The Evangelical Presbyterian Church of Sikkim (EPCS) is a Presbyterian denomination that was reorganised in Sikkim 1993 by various churches that broke away from the Church of North India. As of 2014, it is the largest Christian denomination in Sikkim.

== History ==

The Presbyterian churches originate from the Protestant Reformation of the 16th century. It is the Christian Protestant churches that adhere to Reformed theology and whose ecclesiastical government is characterized by the government of an assembly of elders.

Government Presbyterian is common in Protestant churches that were modeled after the Reformation Protestant Switzerland, notably in the countries of Switzerland, Scotland, Netherlands,  France and portions of Prussia, of Ireland and later in United States.

In the 19th and 20th centuries, the Church of Scotland planted churches in North India. In 1936, the Evangelical Presbyterian Church of Sikkim was established by the Scottish missions. However, after the Independence of India, the missionaries had to leave the region.
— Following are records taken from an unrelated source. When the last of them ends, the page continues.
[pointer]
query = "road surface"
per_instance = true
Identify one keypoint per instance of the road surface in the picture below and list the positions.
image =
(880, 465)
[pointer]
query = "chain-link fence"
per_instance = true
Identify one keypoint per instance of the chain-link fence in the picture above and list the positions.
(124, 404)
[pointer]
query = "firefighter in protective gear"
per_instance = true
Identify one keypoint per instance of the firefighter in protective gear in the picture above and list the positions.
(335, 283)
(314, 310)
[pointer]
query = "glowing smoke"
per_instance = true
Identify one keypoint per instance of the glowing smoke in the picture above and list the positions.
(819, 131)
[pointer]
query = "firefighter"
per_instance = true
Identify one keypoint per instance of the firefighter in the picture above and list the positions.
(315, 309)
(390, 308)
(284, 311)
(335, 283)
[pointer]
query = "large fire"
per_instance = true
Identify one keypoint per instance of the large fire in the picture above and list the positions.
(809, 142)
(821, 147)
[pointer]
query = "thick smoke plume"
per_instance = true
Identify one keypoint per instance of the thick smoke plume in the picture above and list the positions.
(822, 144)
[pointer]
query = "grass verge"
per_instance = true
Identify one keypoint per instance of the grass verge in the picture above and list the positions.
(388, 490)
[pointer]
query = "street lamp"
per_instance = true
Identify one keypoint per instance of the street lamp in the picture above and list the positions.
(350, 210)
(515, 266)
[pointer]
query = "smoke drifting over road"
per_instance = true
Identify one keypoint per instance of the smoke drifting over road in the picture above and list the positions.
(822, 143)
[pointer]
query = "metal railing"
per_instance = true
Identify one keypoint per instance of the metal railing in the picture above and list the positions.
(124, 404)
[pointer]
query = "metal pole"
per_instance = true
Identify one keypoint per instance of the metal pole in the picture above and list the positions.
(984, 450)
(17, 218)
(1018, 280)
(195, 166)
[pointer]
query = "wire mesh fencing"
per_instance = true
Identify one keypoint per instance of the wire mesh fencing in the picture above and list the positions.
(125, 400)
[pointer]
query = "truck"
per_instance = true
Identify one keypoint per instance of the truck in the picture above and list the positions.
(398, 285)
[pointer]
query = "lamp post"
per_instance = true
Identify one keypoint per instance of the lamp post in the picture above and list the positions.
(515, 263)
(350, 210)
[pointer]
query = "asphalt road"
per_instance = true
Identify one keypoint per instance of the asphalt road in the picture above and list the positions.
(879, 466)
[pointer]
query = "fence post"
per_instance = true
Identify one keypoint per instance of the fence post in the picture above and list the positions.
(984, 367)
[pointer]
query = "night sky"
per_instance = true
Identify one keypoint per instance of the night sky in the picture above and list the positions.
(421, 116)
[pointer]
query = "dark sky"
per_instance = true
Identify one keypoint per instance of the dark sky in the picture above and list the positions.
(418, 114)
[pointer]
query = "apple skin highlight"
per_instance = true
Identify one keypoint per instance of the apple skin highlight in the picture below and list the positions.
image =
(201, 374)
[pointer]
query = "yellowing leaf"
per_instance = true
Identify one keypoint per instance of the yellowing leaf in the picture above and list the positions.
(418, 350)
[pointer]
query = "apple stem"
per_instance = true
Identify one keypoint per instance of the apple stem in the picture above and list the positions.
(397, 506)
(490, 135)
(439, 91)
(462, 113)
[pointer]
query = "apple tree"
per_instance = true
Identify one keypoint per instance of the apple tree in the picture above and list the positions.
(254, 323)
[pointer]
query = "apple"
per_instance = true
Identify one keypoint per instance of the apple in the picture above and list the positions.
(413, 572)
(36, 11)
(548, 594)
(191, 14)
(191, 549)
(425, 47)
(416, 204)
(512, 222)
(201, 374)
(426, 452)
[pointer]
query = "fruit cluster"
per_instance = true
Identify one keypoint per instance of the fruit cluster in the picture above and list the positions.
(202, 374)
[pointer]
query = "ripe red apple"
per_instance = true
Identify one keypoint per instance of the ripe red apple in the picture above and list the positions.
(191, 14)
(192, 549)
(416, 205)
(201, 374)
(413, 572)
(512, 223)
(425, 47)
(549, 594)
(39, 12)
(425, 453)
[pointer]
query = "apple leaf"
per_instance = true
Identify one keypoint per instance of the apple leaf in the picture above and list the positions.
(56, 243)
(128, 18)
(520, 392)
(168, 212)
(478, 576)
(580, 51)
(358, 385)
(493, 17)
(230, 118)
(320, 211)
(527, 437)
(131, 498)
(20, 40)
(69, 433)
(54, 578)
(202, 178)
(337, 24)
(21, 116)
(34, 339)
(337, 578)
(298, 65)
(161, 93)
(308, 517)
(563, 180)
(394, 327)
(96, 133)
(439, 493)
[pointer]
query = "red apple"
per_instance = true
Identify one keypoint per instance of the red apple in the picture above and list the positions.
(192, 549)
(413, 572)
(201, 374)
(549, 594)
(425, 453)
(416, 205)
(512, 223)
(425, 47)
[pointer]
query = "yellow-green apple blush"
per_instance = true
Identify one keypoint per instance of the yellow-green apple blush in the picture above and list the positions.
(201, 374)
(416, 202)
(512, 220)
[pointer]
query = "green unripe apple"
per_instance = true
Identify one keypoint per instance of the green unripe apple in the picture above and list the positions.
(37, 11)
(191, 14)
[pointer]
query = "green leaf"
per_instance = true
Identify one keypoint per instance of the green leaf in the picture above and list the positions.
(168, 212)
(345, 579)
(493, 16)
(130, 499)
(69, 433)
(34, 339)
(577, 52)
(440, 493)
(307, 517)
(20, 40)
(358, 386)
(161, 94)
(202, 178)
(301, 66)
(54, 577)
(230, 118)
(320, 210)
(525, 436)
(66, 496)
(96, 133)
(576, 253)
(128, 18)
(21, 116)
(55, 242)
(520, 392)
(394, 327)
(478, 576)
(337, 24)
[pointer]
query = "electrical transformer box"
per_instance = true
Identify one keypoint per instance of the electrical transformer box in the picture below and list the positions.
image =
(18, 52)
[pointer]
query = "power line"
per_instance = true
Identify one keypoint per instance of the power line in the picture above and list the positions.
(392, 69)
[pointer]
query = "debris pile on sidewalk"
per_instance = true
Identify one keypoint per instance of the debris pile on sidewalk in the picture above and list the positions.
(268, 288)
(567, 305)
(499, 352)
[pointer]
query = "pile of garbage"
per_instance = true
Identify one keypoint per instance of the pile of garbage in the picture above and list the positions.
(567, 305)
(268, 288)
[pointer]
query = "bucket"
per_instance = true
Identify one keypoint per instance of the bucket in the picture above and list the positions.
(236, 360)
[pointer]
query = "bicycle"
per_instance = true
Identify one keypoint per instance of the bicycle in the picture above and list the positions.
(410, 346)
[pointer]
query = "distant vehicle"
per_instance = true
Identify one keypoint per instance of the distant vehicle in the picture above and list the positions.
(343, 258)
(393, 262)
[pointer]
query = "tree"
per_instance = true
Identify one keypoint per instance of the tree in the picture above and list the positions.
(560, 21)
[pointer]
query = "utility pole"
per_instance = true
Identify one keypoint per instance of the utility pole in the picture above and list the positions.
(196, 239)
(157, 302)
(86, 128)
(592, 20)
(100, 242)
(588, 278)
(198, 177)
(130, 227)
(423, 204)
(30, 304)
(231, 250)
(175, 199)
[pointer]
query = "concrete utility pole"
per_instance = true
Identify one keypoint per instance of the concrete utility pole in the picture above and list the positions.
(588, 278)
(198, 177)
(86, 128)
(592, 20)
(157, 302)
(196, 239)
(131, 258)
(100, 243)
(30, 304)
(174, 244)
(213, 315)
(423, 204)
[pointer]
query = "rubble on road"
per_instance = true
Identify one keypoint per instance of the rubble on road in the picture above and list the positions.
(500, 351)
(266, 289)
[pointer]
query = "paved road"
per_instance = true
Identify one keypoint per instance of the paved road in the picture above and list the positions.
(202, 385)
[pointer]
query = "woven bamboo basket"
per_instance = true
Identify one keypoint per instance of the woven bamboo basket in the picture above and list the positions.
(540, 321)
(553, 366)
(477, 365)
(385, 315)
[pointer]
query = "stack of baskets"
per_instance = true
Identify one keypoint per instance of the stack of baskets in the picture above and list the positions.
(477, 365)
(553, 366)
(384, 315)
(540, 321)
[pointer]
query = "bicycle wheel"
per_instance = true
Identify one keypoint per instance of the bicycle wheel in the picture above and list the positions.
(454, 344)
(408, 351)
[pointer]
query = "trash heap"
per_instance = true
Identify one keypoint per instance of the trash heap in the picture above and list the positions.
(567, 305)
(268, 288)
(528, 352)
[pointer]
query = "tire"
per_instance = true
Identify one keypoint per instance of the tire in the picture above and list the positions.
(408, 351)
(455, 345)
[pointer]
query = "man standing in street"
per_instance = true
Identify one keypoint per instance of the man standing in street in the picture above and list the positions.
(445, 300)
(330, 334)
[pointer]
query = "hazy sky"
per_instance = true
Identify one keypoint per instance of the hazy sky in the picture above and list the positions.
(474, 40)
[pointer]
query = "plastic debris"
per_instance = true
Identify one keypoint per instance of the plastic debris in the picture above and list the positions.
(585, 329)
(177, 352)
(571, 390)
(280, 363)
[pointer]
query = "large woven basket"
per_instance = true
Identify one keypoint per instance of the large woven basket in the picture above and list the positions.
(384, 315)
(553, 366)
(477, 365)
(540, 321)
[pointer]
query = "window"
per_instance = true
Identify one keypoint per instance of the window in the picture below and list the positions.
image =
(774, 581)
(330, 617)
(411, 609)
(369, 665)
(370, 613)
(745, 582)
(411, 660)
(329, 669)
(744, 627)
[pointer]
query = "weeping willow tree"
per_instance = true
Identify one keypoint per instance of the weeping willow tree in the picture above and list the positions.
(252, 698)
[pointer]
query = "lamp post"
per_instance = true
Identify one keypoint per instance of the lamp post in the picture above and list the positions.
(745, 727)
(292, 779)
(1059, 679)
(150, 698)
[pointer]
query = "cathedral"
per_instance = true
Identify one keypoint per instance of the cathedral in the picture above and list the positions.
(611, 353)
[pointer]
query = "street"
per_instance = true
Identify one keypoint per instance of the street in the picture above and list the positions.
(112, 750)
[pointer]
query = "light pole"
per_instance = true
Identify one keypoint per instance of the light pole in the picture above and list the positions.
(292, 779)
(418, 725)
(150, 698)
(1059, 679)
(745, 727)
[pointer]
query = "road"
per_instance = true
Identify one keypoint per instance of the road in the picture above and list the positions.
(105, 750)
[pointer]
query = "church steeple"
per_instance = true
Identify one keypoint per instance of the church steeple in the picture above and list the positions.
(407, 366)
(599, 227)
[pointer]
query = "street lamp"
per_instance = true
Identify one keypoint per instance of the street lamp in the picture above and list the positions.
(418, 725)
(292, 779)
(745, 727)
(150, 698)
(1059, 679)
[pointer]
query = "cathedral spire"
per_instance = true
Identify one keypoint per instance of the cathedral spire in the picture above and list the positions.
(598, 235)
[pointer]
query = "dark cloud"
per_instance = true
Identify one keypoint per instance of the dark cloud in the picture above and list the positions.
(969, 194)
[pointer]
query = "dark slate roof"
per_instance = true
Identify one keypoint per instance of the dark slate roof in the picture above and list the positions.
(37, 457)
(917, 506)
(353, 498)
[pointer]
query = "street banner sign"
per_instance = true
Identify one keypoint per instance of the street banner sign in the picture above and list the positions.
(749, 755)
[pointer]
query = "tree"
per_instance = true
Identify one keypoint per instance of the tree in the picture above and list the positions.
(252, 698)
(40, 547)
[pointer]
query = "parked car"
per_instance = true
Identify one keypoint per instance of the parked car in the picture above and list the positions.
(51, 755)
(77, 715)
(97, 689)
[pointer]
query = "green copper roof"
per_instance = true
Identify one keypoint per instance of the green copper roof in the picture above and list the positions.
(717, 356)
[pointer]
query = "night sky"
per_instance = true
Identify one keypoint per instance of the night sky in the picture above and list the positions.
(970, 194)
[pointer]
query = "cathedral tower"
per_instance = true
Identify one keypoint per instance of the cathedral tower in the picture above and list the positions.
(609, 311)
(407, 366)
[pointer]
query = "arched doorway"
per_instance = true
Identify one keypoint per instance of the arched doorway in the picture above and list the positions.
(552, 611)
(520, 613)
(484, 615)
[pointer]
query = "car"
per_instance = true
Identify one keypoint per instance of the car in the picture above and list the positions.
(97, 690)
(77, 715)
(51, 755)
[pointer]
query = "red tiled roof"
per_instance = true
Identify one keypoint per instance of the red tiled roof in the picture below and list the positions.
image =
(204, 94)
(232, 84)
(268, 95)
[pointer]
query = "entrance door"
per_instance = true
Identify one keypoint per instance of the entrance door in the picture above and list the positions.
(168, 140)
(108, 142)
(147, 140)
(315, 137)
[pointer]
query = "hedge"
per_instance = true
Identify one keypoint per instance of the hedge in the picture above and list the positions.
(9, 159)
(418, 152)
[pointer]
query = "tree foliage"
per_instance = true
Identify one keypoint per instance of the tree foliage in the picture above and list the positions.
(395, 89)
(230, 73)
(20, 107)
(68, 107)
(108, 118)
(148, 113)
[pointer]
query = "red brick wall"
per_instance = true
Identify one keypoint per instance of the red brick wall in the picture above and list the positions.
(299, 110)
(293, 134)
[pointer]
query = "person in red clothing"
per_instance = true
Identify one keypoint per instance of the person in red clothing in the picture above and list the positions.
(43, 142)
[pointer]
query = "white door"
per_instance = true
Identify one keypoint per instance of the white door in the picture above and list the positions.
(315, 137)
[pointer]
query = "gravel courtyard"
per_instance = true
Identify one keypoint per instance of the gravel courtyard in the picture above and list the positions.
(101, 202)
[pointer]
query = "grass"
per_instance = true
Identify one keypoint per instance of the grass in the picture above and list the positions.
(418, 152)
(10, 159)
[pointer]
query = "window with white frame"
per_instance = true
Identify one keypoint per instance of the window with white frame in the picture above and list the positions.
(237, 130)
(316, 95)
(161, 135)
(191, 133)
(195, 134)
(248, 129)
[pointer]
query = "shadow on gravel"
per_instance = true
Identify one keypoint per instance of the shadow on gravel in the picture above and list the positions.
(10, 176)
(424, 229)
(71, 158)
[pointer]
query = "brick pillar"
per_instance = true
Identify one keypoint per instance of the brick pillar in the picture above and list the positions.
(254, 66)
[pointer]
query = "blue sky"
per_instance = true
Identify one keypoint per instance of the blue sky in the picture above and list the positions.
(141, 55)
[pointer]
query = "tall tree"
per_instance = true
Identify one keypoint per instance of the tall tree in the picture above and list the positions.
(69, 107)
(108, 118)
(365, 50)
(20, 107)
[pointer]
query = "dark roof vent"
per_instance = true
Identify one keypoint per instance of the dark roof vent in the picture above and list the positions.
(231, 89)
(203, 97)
Consequently, most Protestant groups in the north of the country united to form the Church of North India (CNI) in 1970.

In 1993, most of the CNI-affiliated churches in Sikkim separated from the denomination and reconstituted the Evangelical Presbyterian Church of Sikkim, the largest Christian denomination in the state since then. Since then, the denomination has been known for its social actions.

== Doctrine ==

The EPCS subscribes to the Apostles' Creed, Athanasian Creed, Niceno-Constantinopolitan Creed, Westminster Confession of Faith, Westminster Shorter Catechism and Westminster Larger Catechism.

== Interchurch Relations ==

The denomination is a member of the Reformed and Presbyterian Fellowship of India.